Jankovec, bu gelişmelerin Türk ekonomisine önemli katkılar sağladığını vurguladı. Her +%10 hava bağlantısı artışının, kişi başına GSYİH’da +%0,5’lik bir artış ve istihdamda +%1,6’lık bir yükselme sağladığını belirtti. Sonuç olarak, Türkiye’deki havalimanları ve sağladıkları bağlantıların, ülke GSYİH’sına 47,2 milyar Euro katkıda bulunmakta ve yaklaşık 500.000 istihdam sağlamakta olduğunu dile getirdi.

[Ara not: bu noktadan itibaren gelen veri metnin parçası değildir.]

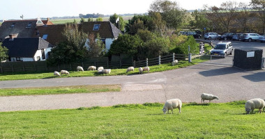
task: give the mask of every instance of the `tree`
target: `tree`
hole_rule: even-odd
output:
[[[116,20],[119,19],[119,22],[116,23]],[[121,16],[119,16],[114,13],[113,15],[110,15],[109,22],[116,26],[116,27],[119,28],[120,30],[123,31],[125,26],[125,22],[123,21],[123,18]]]
[[[47,60],[50,65],[80,61],[87,55],[87,34],[78,30],[77,24],[66,24],[63,35],[63,40],[51,50]]]
[[[1,45],[2,43],[0,43],[0,63],[8,58],[8,49]]]
[[[103,22],[103,19],[101,17],[100,17],[97,18],[97,19],[96,19],[96,22]]]
[[[89,34],[88,56],[89,57],[99,57],[105,54],[106,49],[103,41],[100,40],[99,33],[95,39],[93,33]]]
[[[257,17],[262,23],[262,31],[265,34],[265,0],[251,0],[250,5],[258,10]]]

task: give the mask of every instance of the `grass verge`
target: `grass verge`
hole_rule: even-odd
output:
[[[190,65],[195,65],[207,60],[195,59],[192,63],[188,61],[179,61],[179,65],[172,66],[171,63],[161,64],[160,65],[149,66],[150,72],[158,72],[166,70],[172,70],[177,68],[182,68]],[[126,73],[127,69],[112,69],[112,72],[108,74],[100,74],[97,71],[84,72],[70,72],[70,76],[63,75],[61,77],[54,76],[53,72],[14,72],[0,74],[0,81],[8,80],[25,80],[37,79],[51,79],[51,78],[65,78],[65,77],[80,77],[80,76],[115,76],[115,75],[130,75],[139,74],[138,68],[135,68],[134,72]]]
[[[265,113],[245,115],[245,101],[0,113],[1,138],[262,138]]]
[[[33,95],[41,95],[70,93],[93,93],[119,91],[121,91],[120,85],[91,85],[48,88],[10,88],[1,89],[0,97]]]

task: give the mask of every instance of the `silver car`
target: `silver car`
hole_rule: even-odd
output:
[[[216,33],[205,33],[204,36],[205,40],[219,39],[221,35]]]

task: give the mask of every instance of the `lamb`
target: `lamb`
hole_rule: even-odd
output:
[[[103,74],[110,74],[110,72],[111,72],[112,71],[111,71],[111,70],[110,69],[107,69],[107,70],[102,70],[102,73],[103,73]]]
[[[182,102],[180,99],[173,99],[167,100],[165,103],[163,109],[162,109],[162,111],[164,112],[164,114],[165,114],[167,111],[167,113],[169,113],[169,110],[171,110],[173,114],[173,109],[178,108],[179,110],[179,113],[181,113],[181,106],[182,106]]]
[[[145,67],[143,68],[143,72],[148,71],[148,73],[149,73],[150,68],[149,67]]]
[[[128,67],[126,73],[128,72],[130,72],[130,71],[133,71],[134,72],[135,71],[135,67]]]
[[[206,94],[206,93],[202,94],[201,98],[202,98],[202,101],[204,101],[204,100],[209,100],[210,103],[211,100],[213,100],[215,99],[219,99],[218,97],[211,95],[211,94]]]
[[[143,74],[143,68],[139,67],[139,74]]]
[[[96,70],[97,70],[97,68],[93,65],[89,66],[89,68],[87,69],[87,70],[93,70],[93,71]]]
[[[100,70],[104,70],[103,67],[98,67],[98,71],[100,71]]]
[[[60,73],[59,73],[59,72],[56,72],[56,71],[54,71],[54,75],[55,75],[56,76],[61,76]]]
[[[68,74],[68,75],[70,75],[70,73],[68,72],[68,71],[67,70],[61,70],[61,75],[62,74]]]
[[[174,66],[179,63],[178,60],[175,60],[172,62],[172,65]]]
[[[265,101],[262,99],[252,99],[245,102],[245,108],[247,114],[253,113],[254,109],[259,108],[259,113],[262,113],[262,109],[264,111]]]
[[[83,67],[80,67],[80,66],[77,66],[77,72],[79,72],[80,70],[84,72]]]

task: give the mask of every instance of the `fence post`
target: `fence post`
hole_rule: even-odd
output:
[[[158,57],[158,65],[160,65],[161,64],[161,56],[159,56]]]

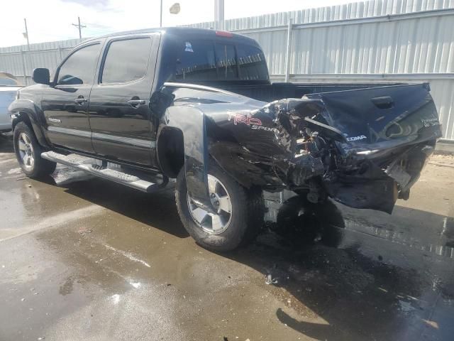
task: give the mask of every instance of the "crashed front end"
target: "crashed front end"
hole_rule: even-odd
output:
[[[427,84],[281,99],[227,121],[209,129],[210,153],[243,185],[388,213],[441,136]]]

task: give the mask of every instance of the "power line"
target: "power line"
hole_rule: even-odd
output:
[[[82,39],[82,28],[85,28],[87,26],[85,25],[81,25],[80,24],[80,17],[77,17],[77,21],[79,22],[79,23],[72,23],[71,25],[72,25],[73,26],[76,26],[79,28],[79,38]]]

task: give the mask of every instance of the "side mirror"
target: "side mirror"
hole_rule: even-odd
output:
[[[35,83],[49,85],[49,84],[50,84],[49,69],[38,67],[33,70],[33,75],[31,76],[31,79],[33,80],[33,82]]]

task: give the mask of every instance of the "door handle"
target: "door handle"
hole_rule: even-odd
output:
[[[83,104],[84,103],[87,103],[87,102],[88,102],[88,99],[87,99],[87,98],[84,98],[84,97],[82,97],[82,98],[81,98],[81,97],[79,97],[79,98],[76,98],[76,99],[74,100],[74,102],[75,103],[77,103],[77,104],[79,104],[79,105],[82,105],[82,104]]]
[[[131,104],[133,108],[137,108],[139,105],[145,104],[145,99],[130,99],[128,103]]]

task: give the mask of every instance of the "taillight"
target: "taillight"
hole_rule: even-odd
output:
[[[232,38],[233,36],[233,33],[231,32],[227,32],[226,31],[216,31],[216,35],[219,37],[226,37],[226,38]]]

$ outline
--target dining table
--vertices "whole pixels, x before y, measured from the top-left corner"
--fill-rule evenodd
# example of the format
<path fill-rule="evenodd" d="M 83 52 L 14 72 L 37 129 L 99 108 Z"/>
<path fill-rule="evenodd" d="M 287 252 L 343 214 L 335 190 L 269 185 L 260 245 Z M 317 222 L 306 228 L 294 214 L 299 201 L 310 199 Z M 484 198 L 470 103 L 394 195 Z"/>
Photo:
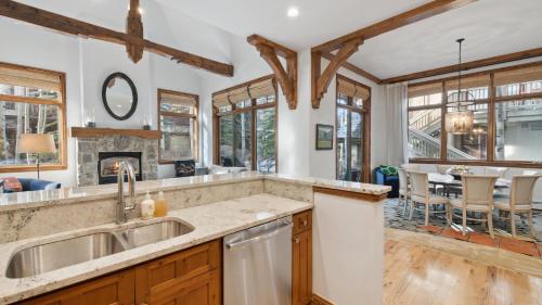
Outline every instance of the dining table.
<path fill-rule="evenodd" d="M 443 194 L 450 196 L 450 193 L 455 193 L 456 195 L 461 192 L 462 181 L 455 179 L 454 176 L 450 174 L 440 173 L 428 173 L 429 185 L 433 186 L 434 191 L 437 192 L 439 186 L 442 188 Z M 504 178 L 499 178 L 495 182 L 495 190 L 502 191 L 511 187 L 511 181 Z"/>

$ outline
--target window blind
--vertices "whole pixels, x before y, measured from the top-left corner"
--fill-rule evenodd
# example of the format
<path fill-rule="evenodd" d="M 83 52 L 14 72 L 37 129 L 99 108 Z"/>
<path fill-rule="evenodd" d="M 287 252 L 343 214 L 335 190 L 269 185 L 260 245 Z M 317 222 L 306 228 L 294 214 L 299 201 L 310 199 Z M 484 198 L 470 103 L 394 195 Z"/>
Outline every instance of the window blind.
<path fill-rule="evenodd" d="M 191 96 L 175 94 L 160 92 L 160 103 L 177 104 L 193 107 L 197 104 L 197 100 Z"/>
<path fill-rule="evenodd" d="M 442 92 L 442 82 L 431 82 L 426 85 L 409 85 L 409 98 L 417 98 Z"/>
<path fill-rule="evenodd" d="M 472 76 L 461 79 L 461 89 L 489 87 L 489 75 Z M 446 81 L 447 90 L 457 90 L 459 80 Z"/>
<path fill-rule="evenodd" d="M 359 98 L 362 99 L 363 101 L 366 101 L 369 100 L 369 98 L 371 98 L 371 91 L 369 91 L 367 88 L 358 86 L 343 78 L 338 79 L 337 92 L 348 97 Z"/>
<path fill-rule="evenodd" d="M 272 78 L 269 78 L 215 94 L 212 97 L 212 105 L 221 107 L 250 99 L 274 96 L 274 81 Z"/>
<path fill-rule="evenodd" d="M 61 76 L 31 68 L 0 65 L 0 84 L 60 92 Z"/>

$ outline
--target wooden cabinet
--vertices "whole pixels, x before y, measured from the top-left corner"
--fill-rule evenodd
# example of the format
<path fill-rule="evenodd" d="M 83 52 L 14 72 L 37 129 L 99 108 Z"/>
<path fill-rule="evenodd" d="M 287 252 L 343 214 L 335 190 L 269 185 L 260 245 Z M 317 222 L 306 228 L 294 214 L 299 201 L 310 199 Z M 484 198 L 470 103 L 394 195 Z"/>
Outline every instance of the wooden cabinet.
<path fill-rule="evenodd" d="M 137 304 L 219 305 L 220 252 L 214 241 L 137 267 Z"/>
<path fill-rule="evenodd" d="M 312 300 L 312 212 L 294 215 L 292 238 L 293 305 L 307 305 Z"/>
<path fill-rule="evenodd" d="M 294 215 L 292 243 L 293 305 L 308 305 L 312 298 L 311 211 Z M 196 245 L 21 304 L 220 305 L 221 240 Z"/>
<path fill-rule="evenodd" d="M 133 269 L 90 280 L 57 292 L 38 296 L 20 304 L 24 305 L 75 305 L 75 304 L 133 304 Z"/>
<path fill-rule="evenodd" d="M 216 240 L 21 304 L 220 305 L 221 262 Z"/>

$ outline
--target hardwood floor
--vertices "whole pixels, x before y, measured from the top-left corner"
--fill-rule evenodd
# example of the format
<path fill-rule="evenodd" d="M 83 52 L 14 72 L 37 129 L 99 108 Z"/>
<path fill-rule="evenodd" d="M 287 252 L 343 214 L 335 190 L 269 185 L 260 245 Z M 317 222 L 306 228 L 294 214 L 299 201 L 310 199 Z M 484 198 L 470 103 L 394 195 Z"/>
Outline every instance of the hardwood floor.
<path fill-rule="evenodd" d="M 542 266 L 541 266 L 542 267 Z M 384 304 L 542 304 L 542 278 L 386 241 Z"/>

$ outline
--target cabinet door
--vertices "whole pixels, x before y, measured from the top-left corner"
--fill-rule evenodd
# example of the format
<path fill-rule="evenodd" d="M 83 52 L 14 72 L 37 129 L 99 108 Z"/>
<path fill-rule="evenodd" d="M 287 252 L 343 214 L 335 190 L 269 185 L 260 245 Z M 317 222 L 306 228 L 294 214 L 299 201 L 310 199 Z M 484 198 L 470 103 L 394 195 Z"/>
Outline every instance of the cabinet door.
<path fill-rule="evenodd" d="M 295 234 L 292 242 L 292 303 L 307 305 L 312 298 L 312 231 Z"/>
<path fill-rule="evenodd" d="M 220 250 L 212 241 L 137 267 L 137 304 L 218 305 Z"/>
<path fill-rule="evenodd" d="M 220 305 L 220 270 L 182 281 L 163 290 L 153 290 L 146 302 L 149 305 Z"/>
<path fill-rule="evenodd" d="M 133 269 L 38 296 L 25 305 L 128 305 L 134 303 Z"/>

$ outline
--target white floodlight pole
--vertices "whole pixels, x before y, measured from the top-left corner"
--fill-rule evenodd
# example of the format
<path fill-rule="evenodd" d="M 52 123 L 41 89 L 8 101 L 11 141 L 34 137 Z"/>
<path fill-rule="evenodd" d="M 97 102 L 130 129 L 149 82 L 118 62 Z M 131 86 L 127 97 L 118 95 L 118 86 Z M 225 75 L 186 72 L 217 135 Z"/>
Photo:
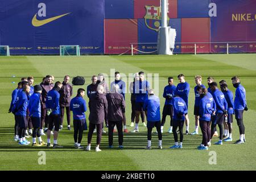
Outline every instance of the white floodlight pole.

Jankovec, Türkiye’nin havacılık sektörünün ekonomik ve sosyal gelişiminde kritik bir rol oynamaya devam edebilmesi için bazı unsurlara da işaret etti.
Bunların başında, daha fazla hava yolu şirketinin Türkiye’ye uçuş yapmasına olağanak sağlanmasının önemine dikkat çekildi: “Dünyadaki havalimanları, rota geliştirme ve bağlantı açısından potansiyellerini en üst düzeye çıkarmak için hava yolu portföylerini çeşitlendirmeye odaklanmış durumda. Ancak, bu durum, tüm hava yolu şirketlerinin havalimanlarına erişim ve ağlarını planlama konusundaki haklarını düzenleyen daha liberal bir yaklaşımı da beraberinde getiriyor. Bu bağlamda, Türk hükümetinin de bu konudaki tutumunda, korumacı politikalardan uzakta açık hava sahası ilkelerini benimsemesi büyük önem arz ediyor”.
Türkiye’deki havalimanları, 2050 yılına kadar Net Sıfır hedefini benimsemiş durumda
DHMİ tarafından işletilen 43 havalimanı ve diğer işletmeciler tarafından yönetilen havalimanları, Havalimanı Karbon Akreditasyon Programı kapsamında CO2 emisyonlarını azaltmaya çalışıyor. Ancak, havalimanları için iklim eylemindeki bir sonraki sınır, kapsam 3 emisyonlarını azaltmak bunlar arasında, havayolları tarafından işletilen uçaklardan kaynaklanan emisyonlar da yer alıyor.
Bu bağlamda, Türkiye’nin kendi SAF tedariğini geliştirebilmesi için SAF düzenlemelerini hayata geçirmesi kritik önem taşıyor. SAF, havacılığın karbonsuzlaştırılmasında temel bir etken olarak kabul ediliyor. Türkiye’nin küresel havacılıktaki liderliğini sürdürmesi, kendi SAF tedarik zincirini geliştirebilme kapasitesine bağlı. Bu düzenlemelerle birlikte, SAF’ın uygun fiyatlarla temin edilebilmesi için destekleyici tedbirlerin alınması da gerekiyor.